🤖 AI Summary
Existing reinforcement learning agents lack effective mechanisms for organizing and dynamically maintaining reusable experiences, hindering fine-grained decision-making and error correction. This work proposes a dynamic dual-granularity skill library that decomposes experiences into task-level and step-level skills, coupled with a joint training framework driven by retrospective utility signals. The framework enables reflective skill expansion, utility-aware retrieval, and pruning, all guided by performance gaps, thereby continuously optimizing the skill library using training-time experiences alone. Evaluated on ALFWorld and WebShop with Qwen2.5-7B-Instruct and Qwen3-4B-Instruct-2507, the approach improves task success rates by 10–20 percentage points over baselines, substantially enhancing skill reuse efficiency, cross-scenario transferability, and training economy.
📝 Abstract
Agentic reinforcement learning (RL) can benefit substantially from reusable experience, yet existing skill-based methods mainly extract trajectory-level guidance and often lack principled mechanisms for maintaining an evolving skill memory. We propose D2Skill, a dynamic dual-granularity skill bank for agentic RL that organizes reusable experience into task skills for high-level guidance and step skills for fine-grained decision support and error correction.
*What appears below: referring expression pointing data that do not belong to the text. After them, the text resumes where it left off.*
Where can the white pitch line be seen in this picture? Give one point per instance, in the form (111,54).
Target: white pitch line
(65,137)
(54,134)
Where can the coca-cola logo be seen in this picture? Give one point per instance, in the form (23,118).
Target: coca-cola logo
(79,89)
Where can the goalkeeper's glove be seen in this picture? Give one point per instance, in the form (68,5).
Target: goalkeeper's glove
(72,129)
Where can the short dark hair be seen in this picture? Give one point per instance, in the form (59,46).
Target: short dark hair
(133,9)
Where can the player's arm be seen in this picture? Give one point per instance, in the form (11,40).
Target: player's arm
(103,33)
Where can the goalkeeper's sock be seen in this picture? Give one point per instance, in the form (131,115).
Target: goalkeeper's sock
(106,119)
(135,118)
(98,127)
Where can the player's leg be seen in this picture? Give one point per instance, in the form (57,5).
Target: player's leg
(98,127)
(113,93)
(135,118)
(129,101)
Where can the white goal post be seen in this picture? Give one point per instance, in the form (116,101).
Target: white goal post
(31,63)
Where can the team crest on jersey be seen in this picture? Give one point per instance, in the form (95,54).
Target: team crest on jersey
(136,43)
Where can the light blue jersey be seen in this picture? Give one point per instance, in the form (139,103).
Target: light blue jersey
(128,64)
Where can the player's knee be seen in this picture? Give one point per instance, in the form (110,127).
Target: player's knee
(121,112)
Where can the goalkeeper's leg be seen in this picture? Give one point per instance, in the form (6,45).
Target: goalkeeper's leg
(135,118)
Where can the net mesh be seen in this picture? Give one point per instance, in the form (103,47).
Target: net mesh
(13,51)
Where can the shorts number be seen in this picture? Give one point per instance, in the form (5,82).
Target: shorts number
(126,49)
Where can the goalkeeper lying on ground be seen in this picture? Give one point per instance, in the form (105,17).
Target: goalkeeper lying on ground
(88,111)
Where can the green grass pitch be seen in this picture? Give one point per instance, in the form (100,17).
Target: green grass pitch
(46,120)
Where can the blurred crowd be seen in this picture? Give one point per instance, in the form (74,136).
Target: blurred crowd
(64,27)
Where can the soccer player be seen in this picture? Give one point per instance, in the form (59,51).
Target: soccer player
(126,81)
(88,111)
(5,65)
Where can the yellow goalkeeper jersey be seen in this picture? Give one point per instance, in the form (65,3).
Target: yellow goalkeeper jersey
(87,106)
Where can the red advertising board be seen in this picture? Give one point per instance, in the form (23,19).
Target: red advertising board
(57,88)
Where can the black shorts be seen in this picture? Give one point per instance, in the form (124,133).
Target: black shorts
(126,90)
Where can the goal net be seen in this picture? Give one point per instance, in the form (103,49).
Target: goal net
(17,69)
D2Skill jointly trains the policy and skill bank through paired baseline and skill-injected rollouts under the same policy, using their performance gap to derive hindsight utility signals for both skill updating and policy optimization. Built entirely from training-time experience, the skill bank is continuously expanded through reflection and maintained with utility-aware retrieval and pruning. Experiments on ALFWorld and WebShop with Qwen2.5-7B-Instruct and Qwen3-4B-Instruct-2507 show that D2Skill consistently improves success rates over skill-free baselines by 10-20 points. Further ablations and analyses show that both dual-granularity skill modeling and dynamic skill maintenance are critical to these gains, while the learned skills exhibit higher utility, transfer across evaluation settings, and introduce only modest training overhead.